Dos ex agentes de policía de Curanilahue fueron acusados formalmente de no informar de un presunto descubrimiento de drogas durante una inspección de rutina, según las autoridades judiciales. El incidente tuvo lugar el 14 de junio de 2025, durante una patrulla a lo largo de la Ruta P-418. Los oficiales, ambos miembros activos de la Fuerza Policial Chilena, realizaron una búsqueda en un vehículo privado y supuestamente encontraron una cantidad de sustancias ilícitas que se cree que son drogas. En lugar de seguir los procedimientos adecuados, no presentaron los hallazgos para su análisis o presentaron un informe, a pesar de la presencia de cuatro personas que podrían haber estado implicadas.

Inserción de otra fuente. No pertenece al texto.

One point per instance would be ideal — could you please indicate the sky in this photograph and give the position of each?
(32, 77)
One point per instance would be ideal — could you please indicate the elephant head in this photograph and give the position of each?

La investigación reveló que uno de los oficiales descubrió un teléfono móvil que mostraba dos líneas blancas, que parecían ser cocaína. En lugar de preservar evidencia, el oficial desechó la sustancia en el suelo. Más tarde, el mismo oficial identificó tres tiras de papel blanco, que fueron pisadas intencionalmente y tiradas. Una de estas tiras se confirmó más tarde que contenía una sustancia parecida a la cocaína. Mientras tanto, el segundo oficial, mientras inspeccionaba las pertenencias de los pasajeros, encontró un contenedor etiquetado como que contenía yerba mate. Se le instruyó que lo desechara en un charco de agua, bajo la justificación de evitar que el individuo fuera detenido.
Durante la inspección de la ropa de uno de los ocupantes, los oficiales descubrieron un arma de hoja corta, conocida como cortapluma, que posteriormente fue arrojada a los árboles cercanos. El caso salió a la luz a través de investigaciones internas dentro de la fuerza policial, lo que llevó a la remoción inmediata de ambos oficiales del servicio. La Fiscalía ha alegado que los oficiales abandonaron la escena sin completar los procedimientos legales necesarios o documentar sus acciones en registros oficiales.
Los cargos fueron presentados ante la Fiscalía de Distrito de Arauco, donde el caso se encuentra actualmente en revisión. En mayo de este año, uno de los oficiales ya había sido removido del servicio después de ser acusado formalmente en relación con una investigación separada. Ese caso involucra a otros dos ex oficiales que formaban parte de una red criminal en Curanilahue, proporcionándoles información confidencial para facilitar actividades ilegales. El fiscal Johnny Cares solicitó la detención preventiva para el acusado, pero la solicitud fue denegada por el Tribunal de Garantía. El fiscal ha apelado la decisión ante el Tribunal de Concepción, que determinará el resultado.
Mientras tanto, el segundo oficial ha sido puesto bajo arresto domiciliario y sujeto a requisitos de registro nacional. Este caso destaca los desafíos en curso dentro de la aplicación de la ley con respecto al cumplimiento de las normas procesales y la transparencia en el manejo de posibles delitos relacionados con las drogas. Subraya la importancia de mantener protocolos rigurosos para garantizar la rendición de cuentas y defender el estado de derecho. La resolución de este caso probablemente proporcionará más información sobre cómo se abordan tales incidentes dentro del sistema de justicia chileno.